Nonostante fossi arrabbiata ho cercato di rimanere calma. Fino a quel momento sembrava fosse un semplice controllo.
Certo, temevo potessero arrestarmi. Per questo non ho protestato quando mi hanno chiesto di consegnargli cellulare e telecamera.
Volevo uscire da quella situazione il prima possibile.
Mi hanno fatto tante domande, mi hanno intimato di non scattare altre foto. Ma mi hanno lasciata andare.
Nel frattempo avevo mandato un messaggio a Riccardo Noury, portavoce di Amnesty Italia, per dirgli che mi avevano fermata e per chiedergli di avvisare, qualora non avesse avuto mie notizie, l’Ambasciata italiana in Sudan.
Se tutto si è risolto in poche ore è proprio grazie alla nostra diplomazia.
Non ho mai perso la testa.
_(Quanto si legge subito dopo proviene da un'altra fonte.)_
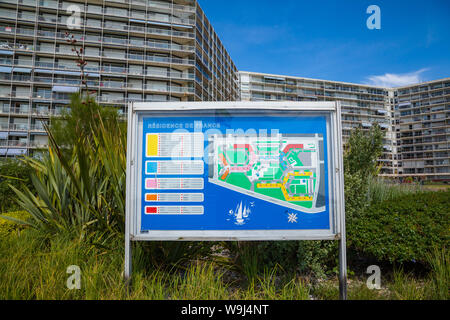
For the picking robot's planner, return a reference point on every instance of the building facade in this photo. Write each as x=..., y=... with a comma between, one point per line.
x=136, y=50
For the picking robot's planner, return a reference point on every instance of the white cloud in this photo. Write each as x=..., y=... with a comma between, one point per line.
x=390, y=80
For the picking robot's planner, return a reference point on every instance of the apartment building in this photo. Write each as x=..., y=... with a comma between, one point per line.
x=136, y=50
x=361, y=105
x=422, y=115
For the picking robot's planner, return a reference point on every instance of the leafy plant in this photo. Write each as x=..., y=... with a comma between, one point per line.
x=363, y=150
x=16, y=173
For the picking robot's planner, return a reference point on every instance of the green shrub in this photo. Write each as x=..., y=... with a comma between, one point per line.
x=8, y=225
x=439, y=262
x=403, y=229
x=12, y=172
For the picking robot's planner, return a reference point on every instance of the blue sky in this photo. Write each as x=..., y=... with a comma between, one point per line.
x=330, y=40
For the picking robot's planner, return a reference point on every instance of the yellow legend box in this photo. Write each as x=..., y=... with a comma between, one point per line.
x=152, y=145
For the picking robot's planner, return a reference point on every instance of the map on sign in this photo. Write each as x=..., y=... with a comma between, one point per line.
x=284, y=169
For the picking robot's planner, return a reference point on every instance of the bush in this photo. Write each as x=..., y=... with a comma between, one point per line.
x=403, y=229
x=12, y=172
x=8, y=226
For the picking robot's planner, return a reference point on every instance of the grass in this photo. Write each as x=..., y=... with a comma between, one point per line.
x=32, y=267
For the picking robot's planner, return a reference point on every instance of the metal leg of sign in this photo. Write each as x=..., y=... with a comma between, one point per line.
x=342, y=268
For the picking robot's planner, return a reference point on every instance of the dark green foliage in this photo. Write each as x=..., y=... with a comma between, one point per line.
x=78, y=122
x=16, y=173
x=8, y=224
x=404, y=229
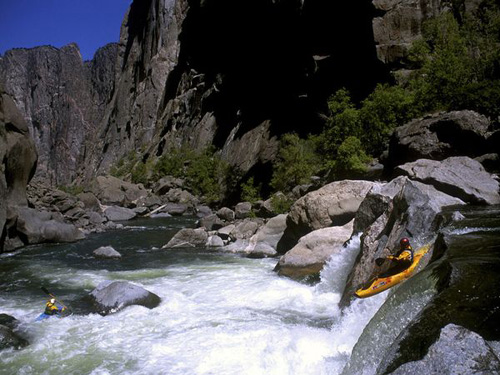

Ma ammetto di essermi sentita al sicuro solo quando ho visto l’ambasciatore, al quale mi lega una profonda amicizia.
Cosa fare ora?
Nonostante questa brutta avventura sento il dovere di raccontare ciò che ho visto.
Delle centinaia di persone in strada per manifestare la propria disperazione. Dell’uso indiscriminato contro uomini, donne e bambini di gas lacrimogeni che anch’io ho respirato.
Proprio mentre rientravo a Khartoum ho potuto documentare la manifestazione, dispersa con la forza e delle centinaia di persone arrestate.
Fino a ieri avrei potuto scrivere solo di edifici anneriti dalle fiamme, copertoni di gomme usati come barriere lasciati ai margini delle strade, fori di proiettili nei muri ad altezza d’uomo, testimonianza dei disordini e delle cariche della polizia che non ha esitato a reprimere sparando sulla gente che voleva solo manifestare pacificamente.
Almeno 40 le vittime dal 19 novembre, anche se le autorità sudanesi ne ammettono “solo” 19.
A smentire questo dato il leader dell’opposizione Sadiq Al Mhadi, rientrato a metà dicembre nel Paese dopo un lungo periodo di autoesilio, e diverse organizzazioni per i diritti umani, tra cui Amnesty International che ha raccolto testimonianze dirette di ciò che sta accadendo in tante città sudanesi.
Il Paese è alle prese da anni con una forte crisi economica dovuta a un’inflazione record, alla carenza di valuta forte e ai bassi livelli di liquidità delle banche commerciali. Il governo ha per questo deciso di adottare misure di austerity.
La vita è diventata sempre più difficile per la classe media e quella più povera, scarseggiano i beni di prima necessità e i prezzi sono saliti vertiginosamente limitando la possibilità di usufruire ai servizi educativi e sanitari ai soli ricchi.
L’aggravarsi della situazione ha spinto esponenti dell’opposizione e attivisti ma anche migliaia di semplici cittadini a organizzare dimostrazioni pacifiche in molte città del Paese per esprimere il proprio disagio verso un regime dittatoriale che porta avanti politiche repressive da oltre 30 anni.
Terra di repressione e radicalismo, di violenza e traffici, di morte e impunità.
Ecco il Sudan, il Paese del conflitto in Darfur che ha causato almeno 400 mila vittime e 2 milioni e mezzo di profughi e dei bombardamenti a tappeto sui Monti Nuba.
Nel cuore dell’Africa, là dove la guerra è un imperativo di condotta e il presidente Bashir, al potere dal 1989, governa a dispetto del mandato di cattura internazionale per crimini contro l’umanità, crimini di guerra e genocidio.
Nonostante la gravità di quanto stia avvenendo l’attenzione dei media, a causa della scarsità di notizie che fluiscono dal Sudan dove gli organi di informazione sono nella quasi totalità filo governativi, è pressoché limitata ovunque.
Il governo ha bloccato la comunicazione su Internet e i media nazionali censurano le notizie. Niente social, niente Whatsapp.
Se la mia vicenda è riuscita a rompere questo assordante silenzio non posso che esserne felice.
Se si continuasse a tacere le manifestazioni, gli eccidi, le continue ingiustizie e violazioni dei diritti umani nel Paese, saremo tutti complici.